Survival

Friends star Courteney Cox regrets ‘horrible’ efforts to fight ageing

The 52 -year-old is the last female performer to speak out about the pressure on older ladies to keep their youthful looks

Courteney Cox, the former Friends starring, has said she is reconciled to looking older and repent some procedures she had in the past to keep the wrinkles at bay.

Cox, 52, spoke out during an safarus with outdoor adventurer Bear Grylls in the Irish highlands, in which the pair abseiled down cliffs and shared maggots found in a rotting sheep.

Getting older had still not been … I dont think its the easiest thing. But I have learned lessons, Cox said in the Running Wild with Bear Grylls episode that aired on NBC television in the US on Monday.

Cox, who spoke some years ago about employing Botox and laser treatments to prolong her youthful looks, said she was now more relaxed.

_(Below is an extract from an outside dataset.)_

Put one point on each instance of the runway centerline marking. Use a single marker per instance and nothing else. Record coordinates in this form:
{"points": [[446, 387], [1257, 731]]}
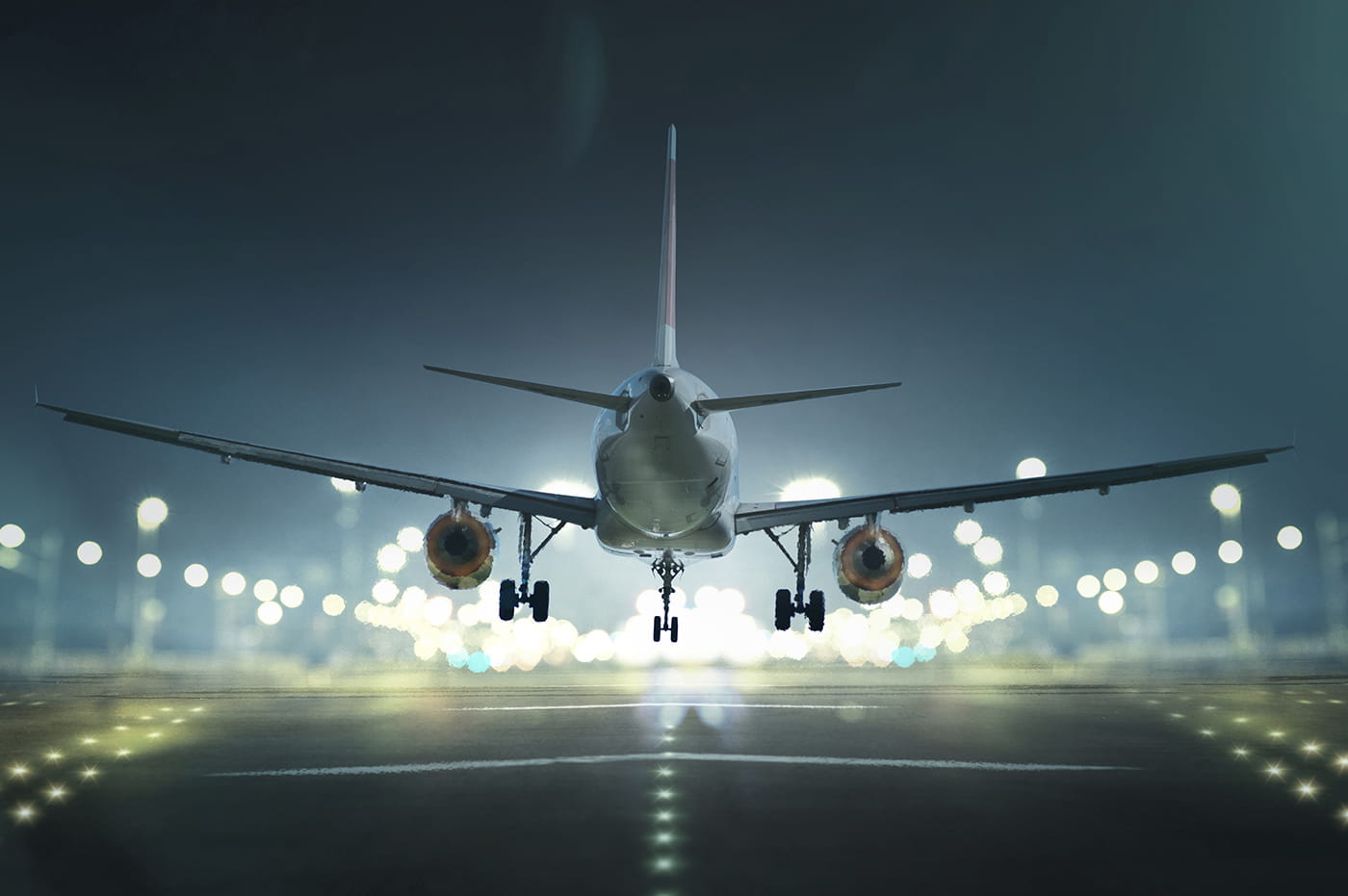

Courteney Cox on surviving reputation

Sometimes you find yourself trying and then you look at a picture of yourself and start, Oh, God. Like, you appear horrible. I have done things that I regret, and fortunately theyre things that dissolve and go away. So, um, thats good, because its not always been my best seem. So , now I simply have a brand-new motto: Just let it be, she said.

Cox, who played Monica Geller for 10 times in the comedy serial Friends, is the last starring to speak out about the pressure ladies seem in Hollywood to maintain their looks.

Her co-star from the successful, long-running sitcom, Jennifer Aniston, 47, last month expressed the view that she was sick of the sport-like scrutiny and torso shaming that occurs daily in celebrity and other media. And Renee Zellweger, starring of the Bridget Jones cinemas, who is also 47, rejected continue speculation that she had undergone plastic surgery on her look or eyes.

Too skinny, too fat, showing age, better as a brunette, cellulite thighs, facelift scandal, starting bald, fat belly or bump? Ugly shoes, ugly feet, ugly smile, ugly hands, ugly dress, ugly laugh; headline substance which emphasizes the implied variables meant to determine person or persons worth, Zellweger wrote in a blog on 5 August for the Huffington Post.